The Village of Ali Ghider was chosen as a field camp for the project. A big workshop and store for agricultural machinery and farm equipment was built, with four leading Italian directors in charge of its administration and field engineering; all living there. A very strange system for using the land and supervising the plantation was running, by the so-called blatas (a blata is Eritrean/Ethiopian aristocratic title equivalent to counselor). These blatas were brought to the area with their family ties and kin from places as far as Keren in central Eritrea. Blata Yassin, Blata Geme Almaday, Blata Jabir, Blata Melakin and Haj Gladios were the prominent blatas. Hedareb (mainly Bet-Juk, Beni Amr, Maria and Sebdarat) tribes and 1500 ex-fighters and their families farm cotton, sesame and sorghum in Ali Ghider.
American Peace Corps in the 1960s had contributed to the education field in Tessenei by sending volunteer teachers. There was also an American evangelical medical clinic in the Centre of the city.
The events of the war that led to the independence of Eritrea caused the destruction of these colonial developmental works.

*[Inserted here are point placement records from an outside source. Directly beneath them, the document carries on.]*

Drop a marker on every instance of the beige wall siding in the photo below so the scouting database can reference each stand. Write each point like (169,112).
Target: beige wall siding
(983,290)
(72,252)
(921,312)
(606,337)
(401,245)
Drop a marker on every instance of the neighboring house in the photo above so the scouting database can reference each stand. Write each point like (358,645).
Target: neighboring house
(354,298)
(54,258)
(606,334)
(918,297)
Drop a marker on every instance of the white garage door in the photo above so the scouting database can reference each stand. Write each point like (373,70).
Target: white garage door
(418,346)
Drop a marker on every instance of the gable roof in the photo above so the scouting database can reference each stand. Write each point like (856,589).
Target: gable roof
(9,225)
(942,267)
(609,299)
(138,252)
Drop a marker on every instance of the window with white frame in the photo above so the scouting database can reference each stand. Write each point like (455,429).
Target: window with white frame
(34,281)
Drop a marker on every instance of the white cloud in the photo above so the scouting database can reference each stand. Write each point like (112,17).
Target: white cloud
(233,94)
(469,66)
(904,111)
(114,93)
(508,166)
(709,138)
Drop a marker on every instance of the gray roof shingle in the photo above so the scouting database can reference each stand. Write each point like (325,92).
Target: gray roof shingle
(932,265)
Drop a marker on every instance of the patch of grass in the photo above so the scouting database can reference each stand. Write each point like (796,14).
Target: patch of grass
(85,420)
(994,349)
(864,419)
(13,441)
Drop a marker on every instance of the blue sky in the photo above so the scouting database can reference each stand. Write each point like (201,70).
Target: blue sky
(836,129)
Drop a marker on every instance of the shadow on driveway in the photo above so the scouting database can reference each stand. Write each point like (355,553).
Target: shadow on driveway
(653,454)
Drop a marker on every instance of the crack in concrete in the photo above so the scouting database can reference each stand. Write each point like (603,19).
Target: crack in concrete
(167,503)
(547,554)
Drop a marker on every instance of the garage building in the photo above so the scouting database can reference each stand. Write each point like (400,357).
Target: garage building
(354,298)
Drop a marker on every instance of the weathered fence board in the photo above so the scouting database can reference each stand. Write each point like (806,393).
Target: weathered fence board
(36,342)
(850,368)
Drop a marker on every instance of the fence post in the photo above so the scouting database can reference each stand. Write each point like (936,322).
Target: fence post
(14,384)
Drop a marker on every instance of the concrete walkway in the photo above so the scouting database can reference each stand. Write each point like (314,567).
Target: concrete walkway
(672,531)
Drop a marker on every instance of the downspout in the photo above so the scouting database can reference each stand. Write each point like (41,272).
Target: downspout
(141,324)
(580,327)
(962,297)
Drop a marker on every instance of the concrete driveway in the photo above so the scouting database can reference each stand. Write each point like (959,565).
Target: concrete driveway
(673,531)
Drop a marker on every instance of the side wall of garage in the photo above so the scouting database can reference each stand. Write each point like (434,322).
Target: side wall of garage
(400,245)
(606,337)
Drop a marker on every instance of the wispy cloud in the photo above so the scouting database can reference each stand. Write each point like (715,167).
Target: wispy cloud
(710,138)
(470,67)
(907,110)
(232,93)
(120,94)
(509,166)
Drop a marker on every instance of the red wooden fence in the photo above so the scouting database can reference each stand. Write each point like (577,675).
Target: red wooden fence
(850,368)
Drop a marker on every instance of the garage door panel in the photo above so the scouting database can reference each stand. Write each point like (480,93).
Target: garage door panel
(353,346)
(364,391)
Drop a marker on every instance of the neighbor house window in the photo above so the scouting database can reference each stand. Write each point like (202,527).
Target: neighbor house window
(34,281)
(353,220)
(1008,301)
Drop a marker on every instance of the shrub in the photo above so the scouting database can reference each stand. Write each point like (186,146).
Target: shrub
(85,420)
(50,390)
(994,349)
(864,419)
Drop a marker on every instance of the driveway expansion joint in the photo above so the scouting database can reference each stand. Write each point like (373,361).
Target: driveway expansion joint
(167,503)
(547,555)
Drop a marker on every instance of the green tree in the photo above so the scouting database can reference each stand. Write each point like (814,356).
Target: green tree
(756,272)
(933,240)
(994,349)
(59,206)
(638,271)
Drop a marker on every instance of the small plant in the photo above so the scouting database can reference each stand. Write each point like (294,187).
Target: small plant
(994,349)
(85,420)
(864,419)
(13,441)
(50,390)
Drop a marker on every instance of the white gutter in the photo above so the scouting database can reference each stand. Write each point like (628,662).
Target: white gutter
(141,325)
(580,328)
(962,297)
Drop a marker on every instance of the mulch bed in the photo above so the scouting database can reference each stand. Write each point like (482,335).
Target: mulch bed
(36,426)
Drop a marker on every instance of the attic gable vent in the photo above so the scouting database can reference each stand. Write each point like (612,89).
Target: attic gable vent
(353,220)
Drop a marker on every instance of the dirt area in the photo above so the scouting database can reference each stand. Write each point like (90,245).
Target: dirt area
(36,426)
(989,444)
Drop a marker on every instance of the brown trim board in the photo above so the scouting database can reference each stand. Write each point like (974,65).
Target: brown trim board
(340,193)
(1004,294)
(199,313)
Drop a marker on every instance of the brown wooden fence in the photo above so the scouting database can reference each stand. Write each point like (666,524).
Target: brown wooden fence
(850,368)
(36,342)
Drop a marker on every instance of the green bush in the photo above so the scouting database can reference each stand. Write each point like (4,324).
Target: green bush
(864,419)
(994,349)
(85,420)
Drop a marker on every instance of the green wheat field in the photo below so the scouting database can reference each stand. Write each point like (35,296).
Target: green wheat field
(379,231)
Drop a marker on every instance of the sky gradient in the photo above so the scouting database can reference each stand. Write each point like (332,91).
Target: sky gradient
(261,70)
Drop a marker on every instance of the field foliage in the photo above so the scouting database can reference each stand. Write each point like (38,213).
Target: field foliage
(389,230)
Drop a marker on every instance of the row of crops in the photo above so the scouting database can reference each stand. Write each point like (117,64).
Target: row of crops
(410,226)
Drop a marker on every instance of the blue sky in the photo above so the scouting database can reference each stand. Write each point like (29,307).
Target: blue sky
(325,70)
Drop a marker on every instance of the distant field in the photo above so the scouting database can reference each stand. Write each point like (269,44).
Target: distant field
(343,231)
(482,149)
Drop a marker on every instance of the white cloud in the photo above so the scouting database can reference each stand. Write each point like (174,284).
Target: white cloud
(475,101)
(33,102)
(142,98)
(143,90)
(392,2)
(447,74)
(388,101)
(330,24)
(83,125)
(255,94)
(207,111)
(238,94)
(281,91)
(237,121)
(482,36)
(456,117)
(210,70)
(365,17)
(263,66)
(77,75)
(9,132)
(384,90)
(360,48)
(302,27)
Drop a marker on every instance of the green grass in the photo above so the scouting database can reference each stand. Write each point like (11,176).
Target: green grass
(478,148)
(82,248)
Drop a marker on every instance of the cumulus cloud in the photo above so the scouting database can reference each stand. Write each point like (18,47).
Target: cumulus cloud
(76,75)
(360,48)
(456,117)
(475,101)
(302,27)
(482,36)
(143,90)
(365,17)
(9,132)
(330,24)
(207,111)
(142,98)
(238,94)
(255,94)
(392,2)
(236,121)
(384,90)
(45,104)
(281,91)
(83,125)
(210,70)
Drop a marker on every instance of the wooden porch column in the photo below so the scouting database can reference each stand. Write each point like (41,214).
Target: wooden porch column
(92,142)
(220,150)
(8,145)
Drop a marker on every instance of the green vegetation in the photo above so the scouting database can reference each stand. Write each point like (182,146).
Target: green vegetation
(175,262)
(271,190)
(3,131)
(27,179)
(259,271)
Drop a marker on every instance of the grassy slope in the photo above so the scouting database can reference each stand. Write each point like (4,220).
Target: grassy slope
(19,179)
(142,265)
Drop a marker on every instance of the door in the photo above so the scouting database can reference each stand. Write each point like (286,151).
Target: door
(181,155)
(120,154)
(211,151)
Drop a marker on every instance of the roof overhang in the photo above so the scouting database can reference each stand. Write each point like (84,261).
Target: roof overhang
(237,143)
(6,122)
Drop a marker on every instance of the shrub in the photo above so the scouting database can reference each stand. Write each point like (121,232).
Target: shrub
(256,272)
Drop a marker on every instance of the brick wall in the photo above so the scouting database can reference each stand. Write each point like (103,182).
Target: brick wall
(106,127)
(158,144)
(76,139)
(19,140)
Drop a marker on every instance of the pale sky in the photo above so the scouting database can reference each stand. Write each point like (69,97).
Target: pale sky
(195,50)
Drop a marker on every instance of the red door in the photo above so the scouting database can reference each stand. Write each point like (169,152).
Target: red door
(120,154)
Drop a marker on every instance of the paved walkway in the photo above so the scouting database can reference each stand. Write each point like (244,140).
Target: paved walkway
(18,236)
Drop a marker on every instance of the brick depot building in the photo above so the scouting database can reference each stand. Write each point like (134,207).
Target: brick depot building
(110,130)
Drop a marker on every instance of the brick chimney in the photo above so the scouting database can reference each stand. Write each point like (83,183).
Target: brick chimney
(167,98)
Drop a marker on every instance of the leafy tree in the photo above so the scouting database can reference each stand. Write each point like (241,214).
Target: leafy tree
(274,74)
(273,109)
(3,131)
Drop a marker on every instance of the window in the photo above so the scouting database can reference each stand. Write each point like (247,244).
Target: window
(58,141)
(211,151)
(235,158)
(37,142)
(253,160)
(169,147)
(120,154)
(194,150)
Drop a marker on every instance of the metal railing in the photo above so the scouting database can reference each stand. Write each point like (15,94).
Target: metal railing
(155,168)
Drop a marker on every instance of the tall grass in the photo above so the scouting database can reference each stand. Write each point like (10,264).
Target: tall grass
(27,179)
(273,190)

Tessenei still contains few Italian relics.
During the Eritrean War of Independence (1961–1991), Tessenei was repeatedly bombed, and was subject to severe fighting because of its proximity to the borders of Sudan, from which the Eritrean insurgents receive weapons and supplies, but it was also the first to be liberated in 1988, having suffered extensive damage. Outside Teseney, just beyond Haykota, is a monument to Hamid Idris Awate, who fired the first shots in the Eritrean liberation struggle in September 1961.
During the rainy season (July to September) most areas around Teseney are impassable, but the recently constructed asphalt road from Barentu to Tesenei guarantees a comfortable trip by road to this border village. Daily buses leave to Kassala in Sudan, Barentu and Asmara, the Eritrean capital.